Mais personne ne vous dit : les positions nettes longues sur le pétrole des fonds spéculatifs atteignent leur plus haut depuis 22 mois, l'or enchaîne une septième hausse consécutive et dépasse le record historique de 5278 dollars, le secteur de la défense a déjà augmenté de 17% à 34% cette année. L'argent intelligent a tout planifié avant vendredi, le prix auquel vous pouvez acheter à l'ouverture lundi est le prix qu'ils sont prêts à vous vendre.
En 2020, lorsque les États-Unis ont tué Soleimani, le prix du pétrole a bondi de 4% le premier jour, puis a tout repris en une semaine. En juin 2025, Israël frappe les installations nucléaires iraniennes, le prix du pétrole augmente de plus de 12%, puis revient à son niveau d'avant deux semaines plus tard.
La théorie de la réflexivité de Soros dit ceci : lorsque tous ceux qui sont longs ont déjà acheté, les acheteurs marginaux disparaissent, il ne reste que des vendeurs. Le consensus lui-même crée ses propres conditions de retournement.

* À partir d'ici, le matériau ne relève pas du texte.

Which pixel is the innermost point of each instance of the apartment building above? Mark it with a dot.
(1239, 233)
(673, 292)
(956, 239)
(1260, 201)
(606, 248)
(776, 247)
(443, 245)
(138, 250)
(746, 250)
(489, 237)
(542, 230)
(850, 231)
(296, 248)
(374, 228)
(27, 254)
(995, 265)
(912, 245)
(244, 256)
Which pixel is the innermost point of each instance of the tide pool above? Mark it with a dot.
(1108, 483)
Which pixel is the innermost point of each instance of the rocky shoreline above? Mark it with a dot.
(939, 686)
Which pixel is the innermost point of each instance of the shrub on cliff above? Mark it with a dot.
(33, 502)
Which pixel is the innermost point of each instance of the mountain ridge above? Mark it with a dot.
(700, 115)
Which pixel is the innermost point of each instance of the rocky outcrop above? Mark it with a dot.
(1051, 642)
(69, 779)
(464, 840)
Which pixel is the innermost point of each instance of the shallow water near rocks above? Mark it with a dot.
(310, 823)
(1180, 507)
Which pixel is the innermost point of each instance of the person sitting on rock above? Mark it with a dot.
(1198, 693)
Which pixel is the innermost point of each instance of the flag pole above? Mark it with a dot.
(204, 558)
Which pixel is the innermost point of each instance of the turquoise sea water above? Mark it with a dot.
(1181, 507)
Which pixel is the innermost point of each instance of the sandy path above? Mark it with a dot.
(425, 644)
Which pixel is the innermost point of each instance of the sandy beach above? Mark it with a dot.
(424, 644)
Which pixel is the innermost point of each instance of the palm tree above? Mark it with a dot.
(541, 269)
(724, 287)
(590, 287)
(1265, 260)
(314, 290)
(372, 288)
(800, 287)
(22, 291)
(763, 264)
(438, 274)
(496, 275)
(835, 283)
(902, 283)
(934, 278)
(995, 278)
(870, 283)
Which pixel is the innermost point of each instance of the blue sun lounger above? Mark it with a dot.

Il y a aussi un aspect peu mentionné : c'est une année d'élections intermédiaires. Trump a besoin d'une "victoire rapide" pour montrer la puissance des États-Unis, puis annoncer que la mission est accomplie. Il ne veut pas d'une guerre longue, les électeurs ne veulent pas d'un deuxième Irak, et ils ne veulent pas voir les prix du pétrole s'emballer, car cela ferait monter l'inflation et faire baisser sa popularité. Si cette logique politique est correcte, le conflit devrait se calmer en quelques semaines. La durée du conflit est en réalité la variable clé pour décider s'il faut suivre une tendance ou revenir à la moyenne, bien plus importante que "quoi acheter".